The more I think about it, it’s sad to think that someone who has done so little for civil rights (Clarence Thomas) replaced someone so great (Thurgood Marshall) who did so much for civil rights. It’s almost unforgivable that George H.W. Bush, in 1991, nominated Clarence Thomas to the Supreme Court to replace one of the important figures in black history, Thurgood Marshall.
Here is a lengthy excerpt from Wikipedia:
Marshall won his very first U.S. Supreme Court case, Chambers v. Florida, 309 U.S. 227 (1940), at the age of 32. That same year, he was appointed Chief Counsel for the NAACP. He argued many other cases before the Supreme Court, most of them successfully, including Smith v. Allwright, 321 U.S. 649 (1944); Shelley v. Kraemer, 334 U.S. 1 (1948); Sweatt v. Painter, 339 U.S. 629 (1950); and McLaurin v. Oklahoma State Regents, 339 U.S. 637 (1950). His most famous case as a lawyer was Brown v. Board of Education of Topeka, 347 U.S. 483 (1954), the case in which the Supreme Court ruled that “separate but equal” public education was unconstitutional because it could never be truly equal. In total, Marshall won 29 out of the 32 cases he argued before the Supreme Court.
During the 1950s, Thurgood Marshall developed a friendly relationship with J. Edgar Hoover, the director of the Federal Bureau of Investigation. In 1956, for example, he privately praised Hoover’s campaign to discredit T.R.M. Howard, a maverick civil rights leader from Mississippi. During a national speaking tour, Howard had criticized the FBI’s failure to seriously investigate cases such as the 1955 killers of George W. Lee and Emmett Till. An FBI informant reported that Marshall had “no use for Howard and nothing would please him more than to see Howard completely crushed.” Ironically, two years earlier Howard had arranged for Marshall to deliver a well-received speech at a rally of his Regional Council of Negro Leadership in Mound Bayou, Mississippi only days before the Brown decision. 
President John F. Kennedy appointed Marshall to the United States Court of Appeals for the Second Circuit in 1961. A group of Democratic Party Senators led by Mississippi’s James Eastland held up his confirmation, so he served for the first several months under a recess appointment. Marshall remained on that court until 1965, when President Lyndon B. Johnson appointed him Solicitor General.
On June 13, 1967, President Johnson appointed Marshall to the Supreme Court following the retirement of Justice Tom C. Clark, saying that this was “the right thing to do, the right time to do it, the right man and the right place.” Marshall was confirmed as an Associate Justice by a Senate vote of 69-11 on August 31, 1967. He was the 96th person to hold the position, and the first African-American.
Meanwhile, Thomas fought against civil rights and continues to fight against civil rights.
From The Daily Voice:
In an 8-1 U.S. Supreme Court decision, Justice Clarence Thomas cast the lone vote against a key provision of the Voting Rights Act on Monday (June 22).

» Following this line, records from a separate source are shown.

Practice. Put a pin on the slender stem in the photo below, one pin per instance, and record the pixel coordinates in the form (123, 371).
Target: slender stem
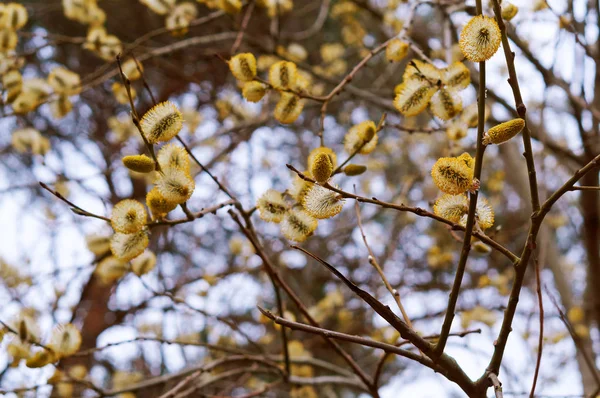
(466, 248)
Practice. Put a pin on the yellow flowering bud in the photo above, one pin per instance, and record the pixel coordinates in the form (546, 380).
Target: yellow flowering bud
(396, 50)
(456, 76)
(480, 38)
(288, 108)
(509, 11)
(125, 247)
(65, 340)
(321, 202)
(98, 244)
(64, 81)
(419, 70)
(446, 104)
(173, 156)
(451, 207)
(138, 163)
(321, 167)
(540, 5)
(467, 159)
(8, 40)
(13, 17)
(503, 132)
(322, 150)
(300, 187)
(128, 216)
(481, 247)
(282, 75)
(297, 225)
(143, 263)
(271, 206)
(158, 204)
(110, 270)
(162, 122)
(413, 96)
(254, 91)
(362, 135)
(176, 185)
(231, 6)
(243, 66)
(456, 130)
(130, 69)
(354, 169)
(160, 7)
(452, 176)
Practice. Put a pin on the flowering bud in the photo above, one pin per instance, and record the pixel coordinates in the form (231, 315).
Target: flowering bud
(480, 38)
(354, 169)
(413, 96)
(362, 136)
(321, 202)
(128, 246)
(138, 163)
(271, 206)
(282, 75)
(162, 122)
(503, 132)
(298, 225)
(254, 91)
(128, 216)
(243, 66)
(321, 168)
(396, 50)
(452, 176)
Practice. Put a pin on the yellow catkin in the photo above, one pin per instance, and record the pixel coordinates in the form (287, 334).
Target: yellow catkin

The Court, in Northwest Austin Municipal Utility District Number One v. Holder (PDF link) declined to overturn the 1965 Voting Rights Act that has often been challenged by conservative critics as unnecessary. Instead it avoided the “difficult” question about the constitutionality of the law. But the Court did allow a tiny Texas municipality to be exempted from a requirement to provide advance notice before making changes to its election procedures.
In his dissent, Thomas seemed to argue that the Voting Rights Act is no longer necessary because the explicit racial segregation of the Jim Crow era is gone.
”The violence, intimidation and subterfuge that led Congress to pass Section 5 and this court to uphold it no longer remains,” Thomas wrote. He admitted that in 1965, “Congress had every reason to conclude that States with a history of disenfranchising voters based on race would continue to do all they could to evade the constitutional ban on voting discrimination.” But, Thomas added, “The extensive pattern of discrimination that led the Court to previously uphold Section 5 . . . no longer exists…And the days of ‘grandfather clauses, property qualifications, ‘good character’ tests, and the requirement that registrants ‘understand’ or ‘interpret’ certain matter,’ are gone.”
Some things change, but other things remain the same.
It hurts to think this man replaced the great Thurgood Marshall.